Doing business as 152-160 Colony St. LLC, John and Joseph LaRosa own the former tire retreading plant on the site after which the company is named. It is in the process of being converted into an 11,000-square-foot C-Town supermarket. The LaRosas also own 138 Colony St., a parking lot to the south, which stands at the corner of Colony and Foster streets. In addition, they own the former Home Club building at 128 Colony St., which stands on the opposite side of Foster Street.
The LaRosas are petitioning the city to abandon a section of Foster Street, which would allow them to take ownership of the area, according to their attorney, Dennis Ceneviva.
“There is the prospect of the possible use of 128 Colony St. ,with the first floor being retail and possibly some apartments above, but there really is no parking,” Ceneviva said. “When it was the Home Club, (parking) was a problem.”

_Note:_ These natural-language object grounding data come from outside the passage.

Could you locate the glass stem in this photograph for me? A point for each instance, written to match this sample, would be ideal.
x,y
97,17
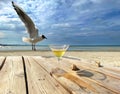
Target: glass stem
x,y
59,58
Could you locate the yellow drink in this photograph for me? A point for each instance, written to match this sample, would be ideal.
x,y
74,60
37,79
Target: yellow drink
x,y
59,53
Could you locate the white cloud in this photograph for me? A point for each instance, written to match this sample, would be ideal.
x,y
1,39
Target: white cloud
x,y
61,25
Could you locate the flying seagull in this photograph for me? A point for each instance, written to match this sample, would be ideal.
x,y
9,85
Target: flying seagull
x,y
30,27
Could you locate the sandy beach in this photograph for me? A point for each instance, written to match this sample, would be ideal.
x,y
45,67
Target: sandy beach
x,y
106,58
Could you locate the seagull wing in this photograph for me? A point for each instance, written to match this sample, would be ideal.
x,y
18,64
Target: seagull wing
x,y
30,26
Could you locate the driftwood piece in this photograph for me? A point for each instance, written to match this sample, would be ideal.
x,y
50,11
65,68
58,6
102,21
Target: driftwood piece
x,y
92,83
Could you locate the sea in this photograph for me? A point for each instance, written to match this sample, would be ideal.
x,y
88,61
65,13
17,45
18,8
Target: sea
x,y
71,47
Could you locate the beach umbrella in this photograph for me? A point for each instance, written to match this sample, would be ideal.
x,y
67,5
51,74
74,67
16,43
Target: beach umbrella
x,y
30,27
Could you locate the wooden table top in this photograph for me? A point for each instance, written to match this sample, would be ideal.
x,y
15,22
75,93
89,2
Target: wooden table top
x,y
44,75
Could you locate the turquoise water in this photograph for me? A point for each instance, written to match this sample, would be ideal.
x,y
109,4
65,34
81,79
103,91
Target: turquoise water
x,y
71,48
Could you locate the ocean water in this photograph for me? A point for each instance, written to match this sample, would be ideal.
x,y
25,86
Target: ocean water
x,y
71,48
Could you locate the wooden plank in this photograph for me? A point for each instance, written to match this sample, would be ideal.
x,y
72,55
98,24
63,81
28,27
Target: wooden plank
x,y
51,62
12,76
39,81
2,60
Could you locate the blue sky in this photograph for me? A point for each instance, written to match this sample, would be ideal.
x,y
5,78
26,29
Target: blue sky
x,y
79,22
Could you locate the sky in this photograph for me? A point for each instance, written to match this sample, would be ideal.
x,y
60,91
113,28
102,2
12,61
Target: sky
x,y
74,22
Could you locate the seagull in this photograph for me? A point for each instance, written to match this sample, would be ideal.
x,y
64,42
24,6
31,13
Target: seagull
x,y
30,27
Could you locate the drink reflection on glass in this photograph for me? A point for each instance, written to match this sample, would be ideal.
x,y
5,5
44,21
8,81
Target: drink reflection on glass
x,y
59,50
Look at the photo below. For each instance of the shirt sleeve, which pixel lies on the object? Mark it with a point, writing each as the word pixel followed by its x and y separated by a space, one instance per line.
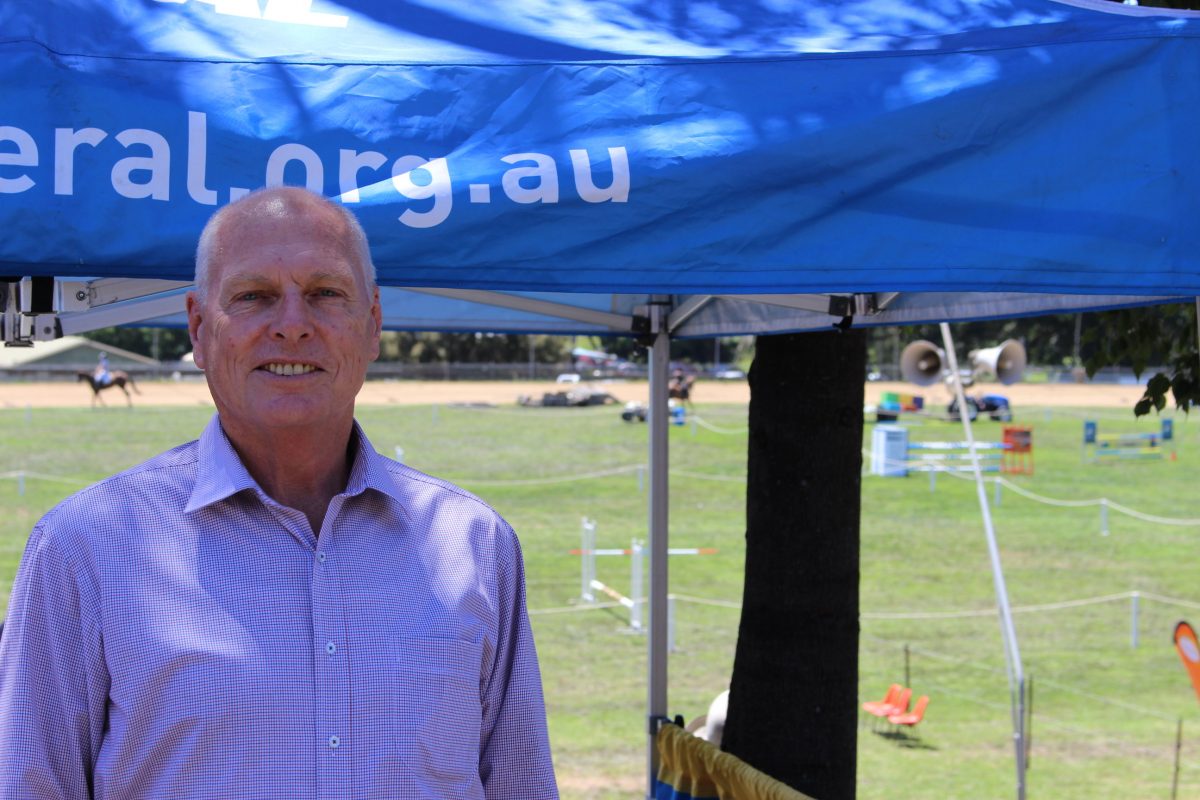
pixel 53 685
pixel 515 762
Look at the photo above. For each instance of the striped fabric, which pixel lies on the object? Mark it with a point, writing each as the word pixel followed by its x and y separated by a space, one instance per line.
pixel 173 632
pixel 693 769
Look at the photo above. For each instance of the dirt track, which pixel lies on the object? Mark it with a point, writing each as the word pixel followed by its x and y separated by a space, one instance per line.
pixel 387 392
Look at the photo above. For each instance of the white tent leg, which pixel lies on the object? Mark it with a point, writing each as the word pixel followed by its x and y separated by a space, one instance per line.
pixel 658 421
pixel 1012 654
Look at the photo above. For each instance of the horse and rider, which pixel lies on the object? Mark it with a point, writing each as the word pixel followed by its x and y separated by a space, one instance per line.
pixel 679 388
pixel 102 378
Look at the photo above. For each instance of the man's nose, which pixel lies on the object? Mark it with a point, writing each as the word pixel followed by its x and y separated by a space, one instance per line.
pixel 293 320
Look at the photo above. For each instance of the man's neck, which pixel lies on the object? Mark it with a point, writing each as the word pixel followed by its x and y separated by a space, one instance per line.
pixel 300 469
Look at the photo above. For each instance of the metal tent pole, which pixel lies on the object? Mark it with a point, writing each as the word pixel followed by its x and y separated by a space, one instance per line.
pixel 1012 653
pixel 658 420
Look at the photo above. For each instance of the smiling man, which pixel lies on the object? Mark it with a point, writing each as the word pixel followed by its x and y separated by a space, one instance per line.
pixel 274 611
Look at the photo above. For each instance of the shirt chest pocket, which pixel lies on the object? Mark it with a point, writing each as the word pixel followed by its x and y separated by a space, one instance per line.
pixel 437 705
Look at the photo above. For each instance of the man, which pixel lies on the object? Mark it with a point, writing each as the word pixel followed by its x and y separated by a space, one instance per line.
pixel 275 611
pixel 103 377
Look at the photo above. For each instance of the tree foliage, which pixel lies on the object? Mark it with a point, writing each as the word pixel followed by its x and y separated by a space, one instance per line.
pixel 1141 337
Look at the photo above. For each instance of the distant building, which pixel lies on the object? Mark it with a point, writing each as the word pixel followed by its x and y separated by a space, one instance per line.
pixel 65 356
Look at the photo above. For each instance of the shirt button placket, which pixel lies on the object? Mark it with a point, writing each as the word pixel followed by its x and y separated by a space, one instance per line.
pixel 331 671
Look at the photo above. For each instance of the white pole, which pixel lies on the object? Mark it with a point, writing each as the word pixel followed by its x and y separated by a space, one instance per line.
pixel 635 585
pixel 1012 653
pixel 1133 619
pixel 657 643
pixel 671 647
pixel 587 560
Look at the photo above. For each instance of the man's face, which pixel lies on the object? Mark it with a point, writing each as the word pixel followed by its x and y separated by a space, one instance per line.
pixel 288 325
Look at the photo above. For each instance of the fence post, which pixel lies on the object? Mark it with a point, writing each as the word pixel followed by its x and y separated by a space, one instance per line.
pixel 671 647
pixel 1133 619
pixel 635 577
pixel 587 560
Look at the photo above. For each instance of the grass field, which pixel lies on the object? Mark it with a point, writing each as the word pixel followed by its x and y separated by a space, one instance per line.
pixel 1104 713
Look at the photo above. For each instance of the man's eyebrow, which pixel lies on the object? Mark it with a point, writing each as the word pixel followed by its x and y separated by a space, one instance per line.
pixel 317 277
pixel 246 278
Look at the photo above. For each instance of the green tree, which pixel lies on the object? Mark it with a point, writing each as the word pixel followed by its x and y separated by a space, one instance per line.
pixel 1140 337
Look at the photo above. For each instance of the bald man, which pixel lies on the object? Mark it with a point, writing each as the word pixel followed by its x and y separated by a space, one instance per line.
pixel 275 609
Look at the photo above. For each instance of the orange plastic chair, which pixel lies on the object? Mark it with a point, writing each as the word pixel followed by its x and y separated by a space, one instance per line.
pixel 885 705
pixel 915 716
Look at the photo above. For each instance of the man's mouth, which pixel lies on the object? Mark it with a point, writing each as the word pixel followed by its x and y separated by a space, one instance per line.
pixel 288 370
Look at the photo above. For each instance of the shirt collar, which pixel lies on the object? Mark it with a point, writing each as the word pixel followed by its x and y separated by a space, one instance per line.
pixel 221 473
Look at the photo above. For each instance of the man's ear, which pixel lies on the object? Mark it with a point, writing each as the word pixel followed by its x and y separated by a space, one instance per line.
pixel 377 320
pixel 195 319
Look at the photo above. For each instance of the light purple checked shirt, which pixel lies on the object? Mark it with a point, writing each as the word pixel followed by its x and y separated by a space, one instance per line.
pixel 173 632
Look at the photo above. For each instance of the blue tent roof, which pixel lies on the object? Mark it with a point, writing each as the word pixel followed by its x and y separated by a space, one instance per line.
pixel 733 148
pixel 1002 156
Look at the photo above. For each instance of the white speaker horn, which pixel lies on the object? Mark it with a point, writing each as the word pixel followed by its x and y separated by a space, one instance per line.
pixel 922 362
pixel 1006 361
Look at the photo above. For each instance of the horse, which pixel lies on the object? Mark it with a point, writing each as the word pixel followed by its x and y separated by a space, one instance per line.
pixel 681 389
pixel 118 378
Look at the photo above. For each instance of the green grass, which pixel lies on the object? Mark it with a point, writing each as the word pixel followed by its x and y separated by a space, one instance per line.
pixel 1104 714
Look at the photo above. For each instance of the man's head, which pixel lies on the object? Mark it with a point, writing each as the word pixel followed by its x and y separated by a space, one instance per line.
pixel 286 314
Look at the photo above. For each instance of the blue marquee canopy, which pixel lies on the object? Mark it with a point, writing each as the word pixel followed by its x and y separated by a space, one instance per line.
pixel 630 166
pixel 1024 149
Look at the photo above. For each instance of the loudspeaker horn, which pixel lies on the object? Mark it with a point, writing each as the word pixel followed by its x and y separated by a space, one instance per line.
pixel 922 362
pixel 1006 361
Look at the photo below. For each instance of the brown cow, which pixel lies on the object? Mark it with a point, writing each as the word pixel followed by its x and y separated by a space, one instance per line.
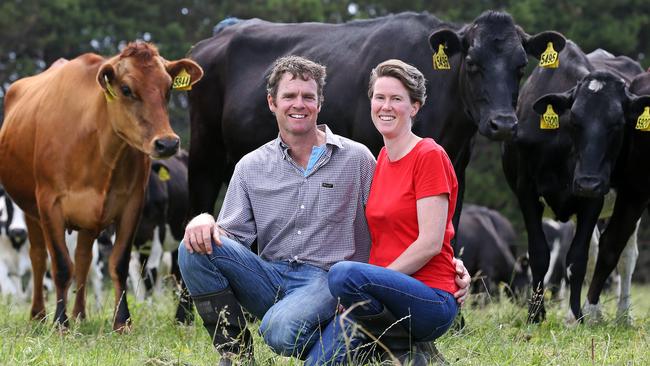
pixel 75 152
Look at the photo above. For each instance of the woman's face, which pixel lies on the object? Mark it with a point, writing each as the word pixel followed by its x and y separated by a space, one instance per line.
pixel 391 107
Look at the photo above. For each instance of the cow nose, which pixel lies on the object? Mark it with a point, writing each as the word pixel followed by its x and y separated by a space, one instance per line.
pixel 503 126
pixel 166 146
pixel 18 236
pixel 589 186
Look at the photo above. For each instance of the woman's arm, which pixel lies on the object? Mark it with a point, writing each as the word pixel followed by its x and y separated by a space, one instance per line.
pixel 432 222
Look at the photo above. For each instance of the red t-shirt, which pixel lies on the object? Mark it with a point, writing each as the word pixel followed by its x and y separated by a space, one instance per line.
pixel 392 214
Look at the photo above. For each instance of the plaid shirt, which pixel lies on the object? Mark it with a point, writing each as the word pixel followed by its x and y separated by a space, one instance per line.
pixel 317 219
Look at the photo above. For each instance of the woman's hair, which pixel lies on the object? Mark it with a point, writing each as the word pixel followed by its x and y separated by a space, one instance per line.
pixel 409 75
pixel 298 67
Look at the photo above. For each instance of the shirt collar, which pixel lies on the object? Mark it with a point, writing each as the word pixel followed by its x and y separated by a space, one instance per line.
pixel 330 139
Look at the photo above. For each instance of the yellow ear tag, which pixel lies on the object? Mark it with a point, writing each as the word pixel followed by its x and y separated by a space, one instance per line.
pixel 643 122
pixel 549 120
pixel 440 60
pixel 109 92
pixel 182 81
pixel 549 58
pixel 163 174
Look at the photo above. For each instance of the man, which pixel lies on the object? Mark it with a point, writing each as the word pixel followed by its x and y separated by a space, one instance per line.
pixel 302 197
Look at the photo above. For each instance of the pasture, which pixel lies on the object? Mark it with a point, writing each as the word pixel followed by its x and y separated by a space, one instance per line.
pixel 496 334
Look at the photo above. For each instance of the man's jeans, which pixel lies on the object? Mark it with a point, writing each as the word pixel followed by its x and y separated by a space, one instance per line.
pixel 291 298
pixel 366 289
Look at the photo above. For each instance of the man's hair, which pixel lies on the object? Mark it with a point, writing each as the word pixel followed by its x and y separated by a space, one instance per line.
pixel 409 75
pixel 298 67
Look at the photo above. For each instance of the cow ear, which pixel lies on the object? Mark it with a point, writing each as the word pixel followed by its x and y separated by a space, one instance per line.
pixel 184 73
pixel 560 102
pixel 635 107
pixel 536 45
pixel 448 38
pixel 105 76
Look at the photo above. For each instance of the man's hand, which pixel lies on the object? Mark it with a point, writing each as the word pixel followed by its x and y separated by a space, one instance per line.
pixel 463 280
pixel 199 234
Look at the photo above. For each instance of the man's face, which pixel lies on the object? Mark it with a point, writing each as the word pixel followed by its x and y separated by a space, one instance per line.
pixel 296 105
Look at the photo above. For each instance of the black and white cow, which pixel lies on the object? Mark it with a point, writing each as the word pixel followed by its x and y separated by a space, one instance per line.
pixel 230 116
pixel 632 179
pixel 486 245
pixel 569 167
pixel 161 228
pixel 15 267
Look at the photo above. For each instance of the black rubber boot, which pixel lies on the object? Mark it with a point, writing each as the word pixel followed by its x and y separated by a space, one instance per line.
pixel 224 320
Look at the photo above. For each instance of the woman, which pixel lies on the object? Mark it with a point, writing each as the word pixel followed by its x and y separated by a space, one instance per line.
pixel 407 287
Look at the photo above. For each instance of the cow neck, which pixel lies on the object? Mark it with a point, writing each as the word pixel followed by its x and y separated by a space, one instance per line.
pixel 112 147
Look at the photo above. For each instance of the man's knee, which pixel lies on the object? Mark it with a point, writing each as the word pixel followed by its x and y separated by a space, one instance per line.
pixel 339 276
pixel 288 337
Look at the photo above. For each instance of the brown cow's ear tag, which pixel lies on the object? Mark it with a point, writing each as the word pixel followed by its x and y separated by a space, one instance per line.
pixel 549 120
pixel 550 58
pixel 109 92
pixel 163 174
pixel 643 122
pixel 440 59
pixel 182 81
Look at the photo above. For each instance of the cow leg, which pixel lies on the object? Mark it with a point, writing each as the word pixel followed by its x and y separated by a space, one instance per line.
pixel 62 266
pixel 576 261
pixel 626 265
pixel 82 259
pixel 627 211
pixel 184 311
pixel 38 257
pixel 538 254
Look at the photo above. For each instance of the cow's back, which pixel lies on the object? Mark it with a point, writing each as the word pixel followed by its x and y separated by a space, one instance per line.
pixel 44 117
pixel 232 96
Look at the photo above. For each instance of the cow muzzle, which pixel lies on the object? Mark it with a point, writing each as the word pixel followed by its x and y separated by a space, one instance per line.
pixel 165 147
pixel 502 126
pixel 590 186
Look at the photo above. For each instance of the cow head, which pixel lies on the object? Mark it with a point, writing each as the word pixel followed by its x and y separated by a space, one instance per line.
pixel 137 85
pixel 494 53
pixel 597 106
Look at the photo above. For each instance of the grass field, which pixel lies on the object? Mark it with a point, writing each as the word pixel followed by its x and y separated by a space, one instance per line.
pixel 496 334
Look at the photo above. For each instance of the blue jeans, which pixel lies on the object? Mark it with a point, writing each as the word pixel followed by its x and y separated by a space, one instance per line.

Owning four consecutive properties, Ceneviva said, would give his clients additional space for parking needs. They are only requesting slightly over half of the street, as they want to avoid issues with others with residences on the street.
City Planner Dominick Caruso said he is open to the idea, but doesn’t “want to abandon the street and just let it sit there without any kind of activity on either property.” Caruso said if the LaRosas come forward with more detailed plans and a timeline, the city may be more open to abandoning the site for economic development. The commission agreed, voting to table the decision until next month’s meeting.
In other business, the commission also tabled a decision to allow an electronic billboard to be installed at 470 Murdock Ave., which currently has a traditional billboard on the property. The city has proposed an electronic billboard for the lot adjacent to the south, which is Nessing Field. Caruso had recommended against allowing the new billboard, because it would be too close to the city’s electronic billboard, based on recently passed regulations.
Ceneviva, who represented DCF of Meriden, argued that the city’s regulations require a billboard to be standing for his client’s billboard to be disallowed. Currently, the 470 Murdock Ave. billboard is the only one in place and is the reason the state Department of Transportation has halted progress on the city’s billboard.
“The city will do everything in its power to get what it wants. The city gets what it wants,” Ceneviva said. “What the city has today is nothing. ... It is not built because the state has the final word on that.”
State regulations require any billboard to be at least 1,500 feet from another, Ceneviva said. In approving an electronic billboard on its own land, Ceneviva said the city ignored its present zoning regulations. The City Council is meeting tonight and could vote to turn a section of the city-owned parcel into an industrial zone.
The commission voted to table the matter and wait to see if the state DOT denies the city’s application for the electronic billboard. The applicant at 470 Murdock Ave. could then move forward with its electronic billboard without contention.